This is pretty big news, since it's the first time since 29 July 1996, when Windows NT 4.0 was released, that a released version of Windows NT ran on anything not developed by either x86 partners or Intel (Itanium). This means that for the first time in 15 years, Microsoft itself is actively trying to break up the sometimes dreaded 'WinTel' alliance.
"With today's announcement, we're showing the flexibility and resiliency of Windows through the power of software and a commitment to world-class engineering. We continue to evolve Windows to deliver the functionality customers demand across the widest variety of hardware platforms and form factors," said Steven Sinofsky, president of the Windows and Windows Live Division.
ARM CEO Warren East is full of glee, obviously. "We are excited by today's announcement, which marks a significant milestone for ARM and the ARM Partnership, and we look forward to working with Microsoft on the next generation of Windows," he said, "Windows combined with the scalability of the low-power ARM architecture, the market expertise of ARM silicon partners and the extensive SoC talent within the broad ARM ecosystem will enable innovative platforms to realize the future of computing, ultimately creating new market opportunities and delivering compelling products to consumers."

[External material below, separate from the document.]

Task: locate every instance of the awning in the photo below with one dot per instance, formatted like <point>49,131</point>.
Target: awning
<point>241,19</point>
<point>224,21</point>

Sadly, there's not a lot of meat here just yet - what we are all interested in, of course, is how the ARM version of Windows NT will deal with the boatload of x86 software available for the Windows NT ecosystem. In a Q&A, Sinofsky said that more news about the underlying components of the next version of Windows NT will be made available over the coming months, much in the same way the company handled the Windows 7 release.
I'm leaving you with this nugget that really made my evil smirk come out to play: several companies delivered quotes to the press release - including AMD. Guess who wasn't on the list?